DATA 608 01[46846] : Final Project

1 INTRODUCTION

Given the current pandemic COVID-19 situation, I was inclined to use diseases to explore the visualizations in the last decade. However, with plethora of COVID-19 data ambiguity and the ever-changing landscape of the spread of the disease, I wanted to avoid making any presumptive conclusions/predictions. Instead, I relied on data source over prolonged period for diseases that have lasted for a long period namely HIV/AIDS, Tuberculosis and Malaria.

1.1 DataSet

The dataset used in this project is a demography data collected from the World Health Nutrition and Population Statistics from 2000 to 2020.

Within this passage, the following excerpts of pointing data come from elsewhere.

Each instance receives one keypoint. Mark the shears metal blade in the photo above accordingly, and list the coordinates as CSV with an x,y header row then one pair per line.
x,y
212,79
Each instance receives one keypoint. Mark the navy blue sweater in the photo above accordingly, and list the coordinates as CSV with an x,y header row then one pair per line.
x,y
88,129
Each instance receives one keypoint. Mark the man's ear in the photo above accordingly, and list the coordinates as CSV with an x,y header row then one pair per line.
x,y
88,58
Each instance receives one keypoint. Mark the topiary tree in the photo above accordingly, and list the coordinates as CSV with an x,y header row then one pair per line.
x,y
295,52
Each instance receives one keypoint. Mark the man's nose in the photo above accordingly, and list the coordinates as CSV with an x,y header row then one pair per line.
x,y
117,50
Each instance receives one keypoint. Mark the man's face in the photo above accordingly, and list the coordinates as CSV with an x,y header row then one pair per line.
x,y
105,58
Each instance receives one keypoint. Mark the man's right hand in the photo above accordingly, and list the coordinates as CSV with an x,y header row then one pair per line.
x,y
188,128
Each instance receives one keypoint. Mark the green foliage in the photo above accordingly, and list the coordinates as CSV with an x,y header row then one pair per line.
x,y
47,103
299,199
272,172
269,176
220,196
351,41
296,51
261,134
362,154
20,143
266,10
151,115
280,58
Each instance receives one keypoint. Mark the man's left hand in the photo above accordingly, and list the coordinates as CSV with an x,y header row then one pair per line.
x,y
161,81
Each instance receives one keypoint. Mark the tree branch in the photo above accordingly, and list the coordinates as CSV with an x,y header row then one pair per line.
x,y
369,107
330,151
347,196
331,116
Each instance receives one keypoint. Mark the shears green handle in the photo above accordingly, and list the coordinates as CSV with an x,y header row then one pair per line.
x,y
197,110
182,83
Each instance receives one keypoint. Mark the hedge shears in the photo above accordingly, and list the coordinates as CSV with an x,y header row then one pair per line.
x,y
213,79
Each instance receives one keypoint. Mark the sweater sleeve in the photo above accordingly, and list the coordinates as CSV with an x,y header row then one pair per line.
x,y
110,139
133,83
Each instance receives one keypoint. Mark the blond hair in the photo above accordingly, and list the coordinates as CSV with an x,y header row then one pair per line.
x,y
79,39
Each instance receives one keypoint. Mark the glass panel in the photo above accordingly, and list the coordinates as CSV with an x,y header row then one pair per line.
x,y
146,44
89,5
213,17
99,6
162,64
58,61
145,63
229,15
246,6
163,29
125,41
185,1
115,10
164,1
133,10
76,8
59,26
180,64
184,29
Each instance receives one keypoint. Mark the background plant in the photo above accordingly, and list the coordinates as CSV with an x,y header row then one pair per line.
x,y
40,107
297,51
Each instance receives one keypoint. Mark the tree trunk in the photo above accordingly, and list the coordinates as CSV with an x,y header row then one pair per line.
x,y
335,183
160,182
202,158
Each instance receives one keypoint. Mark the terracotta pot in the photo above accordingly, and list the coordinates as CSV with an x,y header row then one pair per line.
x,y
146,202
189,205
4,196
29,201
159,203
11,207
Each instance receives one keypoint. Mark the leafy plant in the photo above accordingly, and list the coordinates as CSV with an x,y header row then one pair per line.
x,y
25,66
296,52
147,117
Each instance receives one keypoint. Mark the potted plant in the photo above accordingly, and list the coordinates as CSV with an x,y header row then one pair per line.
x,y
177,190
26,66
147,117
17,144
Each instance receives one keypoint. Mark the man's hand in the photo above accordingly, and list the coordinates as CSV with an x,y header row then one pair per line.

The primary issue with such type of demographic data is the missing observation(s) (NAs) and needs data cleaning to be able to slice-and-dice the data for various visualizations

1.2 Objective

The purpose of this project is to:

  • Identify the relationship between labor force/Population and epidemic diseases like HIV/AIDS, Tuberculosis, Malaria. Better still, does geographical location has anything to do with all the widespread of these diseases?
  • Show the merit and demerit of visual analytics on data analysis, and how to improve it.
  • Make the visualized image(s) tells the story in an unambiguous way, understandable, even to a layman!
  • Apply the knowledge learned in class to real live situation.

1.3 Methodology

The project would lay more emphasis on the explanatory techniques. It will be used in making data presentation to the viewers in a more succinct way. Therefore, used the R programing language to explore and analysis the dataset.

  • Majorly used SQL from sqldf package (it was the best for this type of dataset) to extract the observations and to show their (countries using GOOGLEVIS) location and graphically using PLOTLY and GGPLOT2.
  • The dataset was not normally distributed, so used Generalized Linear Model (GLM) for regression analysis and Analysis of Variance (ANOVA) to obtain best model for predictions.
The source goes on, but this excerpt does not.